Given an array of strings strs, group the anagrams together. You can return the answer in any order.

An Anagram is a word or phrase formed by rearranging the letters of a different word or phrase, typically using all the original letters exactly once

For example,

Input: strs = ["eat","tea","tan","ate","nat","bat"]

An acceptable output could be like:

[
["bat"],
["nat","tan"],
["ate","eat","tea"]
]

Note: All anagrams would have the same frequency count. Thus, their sorted letters would also be the same

Hashing + Sorting

We’ll use Hashmap with keys as the sorted letters of word. All anagrams present in input array that match it will be grouped together as value of that key

If input contains ’\(n\)’ strings of average length ’\(m\)’ and let ’\(k\)’ be the number of groups, which is \(n\) at worst

Time taken:

Total time \( = O(n) + O(n \cdot m \cdot logm) + O(1) + O(n) = O(n \cdot m \cdot logm) \)

MetricComplexity
Time\( O(n \cdot m \cdot logm) \)
Space\( O(n) \) … Frequency map
vector<vector<string>> groupAnagrams (vector<string> &strs) {
// { sorted_anagram : entries_which_match_that }
unordered_map<string, vector<string>> ump;
for (string &word : strs) {
// Sort characters of current word to get sortedAnagram
string sortedAnagram = word;
sort(sortedAnagram.begin(), sortedAnagram.end());
// Add word to sortedAnagram key's entries
ump[sortedAnagram].push_back(word);
}
// Construct answer as array of all values of map
vector<vector<string>> ans;
for (auto &[anagram, words] : ump) {
ans.push_back(words);
}
return ans;
}

Optimization: Instead of sorting letters to form key, use hashing function

Regardless of the order in which characters are processed within the loop, the final hash value H will be the same for all anagrams. This is because the order of multiplication doesn’t affect the final result when dealing with modulo operations.

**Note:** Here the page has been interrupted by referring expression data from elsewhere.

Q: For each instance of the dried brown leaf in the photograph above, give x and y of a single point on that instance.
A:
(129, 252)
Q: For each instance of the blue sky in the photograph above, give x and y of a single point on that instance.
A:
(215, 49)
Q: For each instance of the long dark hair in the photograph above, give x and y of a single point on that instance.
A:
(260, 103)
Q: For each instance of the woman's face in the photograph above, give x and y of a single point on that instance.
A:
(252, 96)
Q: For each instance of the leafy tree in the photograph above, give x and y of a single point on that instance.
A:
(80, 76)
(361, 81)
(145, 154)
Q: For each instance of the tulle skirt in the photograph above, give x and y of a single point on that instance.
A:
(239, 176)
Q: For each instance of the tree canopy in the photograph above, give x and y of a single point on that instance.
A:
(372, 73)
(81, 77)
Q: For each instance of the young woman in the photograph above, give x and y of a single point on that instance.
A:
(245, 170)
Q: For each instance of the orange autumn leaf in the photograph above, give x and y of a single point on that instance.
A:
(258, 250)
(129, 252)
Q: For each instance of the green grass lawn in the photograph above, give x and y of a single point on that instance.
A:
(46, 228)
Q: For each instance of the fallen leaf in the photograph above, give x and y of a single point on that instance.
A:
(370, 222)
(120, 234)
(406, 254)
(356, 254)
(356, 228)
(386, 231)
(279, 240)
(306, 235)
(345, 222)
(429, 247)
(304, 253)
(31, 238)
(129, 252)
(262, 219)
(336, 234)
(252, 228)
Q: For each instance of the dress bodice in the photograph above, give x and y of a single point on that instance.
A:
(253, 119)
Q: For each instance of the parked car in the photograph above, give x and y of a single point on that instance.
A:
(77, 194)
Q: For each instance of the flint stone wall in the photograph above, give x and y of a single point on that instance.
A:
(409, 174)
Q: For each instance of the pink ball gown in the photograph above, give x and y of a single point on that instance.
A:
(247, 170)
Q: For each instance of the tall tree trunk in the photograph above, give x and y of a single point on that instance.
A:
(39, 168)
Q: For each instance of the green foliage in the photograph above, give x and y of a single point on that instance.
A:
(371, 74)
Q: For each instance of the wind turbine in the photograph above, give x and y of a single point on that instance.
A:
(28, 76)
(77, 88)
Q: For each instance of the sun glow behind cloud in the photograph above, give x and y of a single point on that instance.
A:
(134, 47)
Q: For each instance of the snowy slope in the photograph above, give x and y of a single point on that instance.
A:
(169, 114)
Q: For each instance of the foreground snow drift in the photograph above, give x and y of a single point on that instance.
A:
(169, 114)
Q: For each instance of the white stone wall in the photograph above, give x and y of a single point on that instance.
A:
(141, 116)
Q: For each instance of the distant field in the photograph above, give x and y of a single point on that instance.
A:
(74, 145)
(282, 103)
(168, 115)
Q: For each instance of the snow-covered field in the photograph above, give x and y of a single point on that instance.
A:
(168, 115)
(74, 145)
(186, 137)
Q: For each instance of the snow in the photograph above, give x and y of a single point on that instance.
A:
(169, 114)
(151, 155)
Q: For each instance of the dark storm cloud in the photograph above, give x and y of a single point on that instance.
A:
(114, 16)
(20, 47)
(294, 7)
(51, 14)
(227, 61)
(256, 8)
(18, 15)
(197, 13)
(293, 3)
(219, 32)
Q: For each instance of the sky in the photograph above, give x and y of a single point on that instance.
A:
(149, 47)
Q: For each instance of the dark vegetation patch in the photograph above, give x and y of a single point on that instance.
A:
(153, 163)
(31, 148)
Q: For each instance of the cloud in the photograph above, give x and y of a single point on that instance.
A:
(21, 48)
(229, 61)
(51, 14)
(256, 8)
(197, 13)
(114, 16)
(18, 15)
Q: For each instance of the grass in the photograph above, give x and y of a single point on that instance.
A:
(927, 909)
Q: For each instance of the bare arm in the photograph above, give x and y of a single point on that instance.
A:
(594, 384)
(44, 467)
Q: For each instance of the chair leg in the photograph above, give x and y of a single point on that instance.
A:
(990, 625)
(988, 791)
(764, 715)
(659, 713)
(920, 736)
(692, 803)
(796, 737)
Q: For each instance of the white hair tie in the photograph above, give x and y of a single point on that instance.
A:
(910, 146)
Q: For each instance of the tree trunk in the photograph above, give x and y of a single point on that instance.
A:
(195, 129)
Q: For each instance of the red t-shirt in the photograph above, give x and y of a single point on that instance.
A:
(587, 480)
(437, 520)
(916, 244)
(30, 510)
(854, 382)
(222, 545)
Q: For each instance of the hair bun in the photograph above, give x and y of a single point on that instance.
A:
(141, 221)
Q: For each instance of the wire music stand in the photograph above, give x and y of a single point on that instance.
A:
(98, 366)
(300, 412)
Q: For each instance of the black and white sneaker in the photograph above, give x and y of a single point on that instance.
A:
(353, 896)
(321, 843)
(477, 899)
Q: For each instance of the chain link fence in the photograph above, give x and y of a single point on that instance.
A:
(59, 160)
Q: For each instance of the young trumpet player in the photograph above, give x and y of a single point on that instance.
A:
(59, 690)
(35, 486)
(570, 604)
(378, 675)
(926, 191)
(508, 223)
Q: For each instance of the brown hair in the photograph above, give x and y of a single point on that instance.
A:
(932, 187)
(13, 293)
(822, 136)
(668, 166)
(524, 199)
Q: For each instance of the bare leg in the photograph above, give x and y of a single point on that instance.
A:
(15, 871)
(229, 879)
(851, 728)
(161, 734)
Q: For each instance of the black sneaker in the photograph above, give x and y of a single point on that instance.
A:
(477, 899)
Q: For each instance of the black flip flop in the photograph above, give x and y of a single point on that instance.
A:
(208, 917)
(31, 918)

Hash functions are provided by deafult in Java, but in C++, we need to provide our own hash function where the data-type of key is not a primitive data-type

The step of sorting letters of word in first method has been replaced with calculating the hash value of the word. In our getHash() function below, we are iterating over the letters of word i.e. \( O(m) \) time to calculate hash of a word, and thereby \( O(n \cdot m) \) time to calculate hash of all words

MetricComplexity
Time\( O(n \cdot m ) \)
Space\( O(n) \) … Hashmap
const int BASE = 997;
const long long MOD = 101103107109113LL;
// Rolling-hash function with predefined base and modulo
long long getHash (string &s) {
long long H = 1;
for (char c : s) {
H *= (BASE + c);
if (H >= MOD) H %= MOD;
}
return H;
}
vector<vector<string>> groupAnagrams (vector<string> &strs) {
unordered_map<long long, vector<string>> ump;
for (string &word : strs) {
// Calculate hash value of word
long long hash = getHash(word);
// Use that hash value as key to index anagrams of that word
ump[hash].push_back(word);
}
vector<vector<string>> ans;
for (auto &[hash, words] : ump) {
ans.push_back(words);
}
return ans;
}